For 122 years Tower Bridge has spanned the Thames in London, but there is concern about the recent announcement that it will close for three months for major repairs to be performed.
“Well it’s kind of unusual isn’t it? There’s not many bridges that look as impressive as it does, and literally opens up in the middle of an iconic city and lets usually old ships through them,” said Garrett Emmerson, Transport for London’s chief operating officer for surface transport.
In what is a controversial decision, Tower Bridge will be closed for three months for major repairs.
“Well obviously it’s not something you do lightly or even want to do at all,” Mr Emmerson said.
“The fact is that this bridge is over 120 years old. It last had a major refurbishment back in the 1970s.
“Big parts of it are in need of major refurbishment, the decking and the mechanics that lift the bridge up and down.
“Once we’ve talked to the city of London, who own the bridge, and go through the work they need to do and test the necessity of a closure, [then] the real question is when.”

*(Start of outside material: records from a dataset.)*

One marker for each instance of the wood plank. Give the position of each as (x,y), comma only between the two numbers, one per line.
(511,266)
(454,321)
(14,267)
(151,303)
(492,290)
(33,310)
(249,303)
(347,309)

Road traffic is lighter in summer when business slows down and children are on school holidays.
But the traffic on the river gets busier when the weather is warmer, so the bridge works overtime opening and closing to allow them all through.
They’re hoping by completing the work in winter they’ll be less disruption.
At sunrise or sunset, and for all the hours in between, Tower Bridge glistens.
It is one of the most famous bridges in the world and I’m lucky enough to have it in my neighbourhood.
Almost every day I walk past it, watching tourists take photos of it opening and closing to let the river traffic through, catamarans, cruise ships and sailboats.
If they are too tall the bridge gracefully lifts to let them pass, as it has done for 122 years.
Every day 20,000 cars drive across it and thousands of pedestrians and hundreds of cyclists cross it — everyone on a journey somewhere.
The bridge is often the cover girl for the city’s publicity.
It was adorned with Olympic Rings in 2012, painted in royal colours for the Queen’s silver jubilee and has played the role of backdrop for thousands of wedding photos.
A permanent exhibition, the bridge lets visitors wander its high-level, glass-bottomed walkways and peek into its engine room.
All that work has put the bridge under pressure and the wear and tear is showing.
“You always have those decisions as to whether you have an option to do things, four hours at night when nobody is around and take two years to do something, or do you just close it for two to three months and just blitz it,” Mr Emmerson said.
“I think the one thing I’d say is that this bridge is as iconic as the Sydney Harbour Bridge, but it doesn’t carry anything like the traffic volumes and doesn’t have a railway running across it, or anything like that.”
The logistics have been complicated — among them the bus routes having to be changed and traffic to be redirected.
“Fortunately it won’t stop people taking pictures of it,” Mr Emmerson said.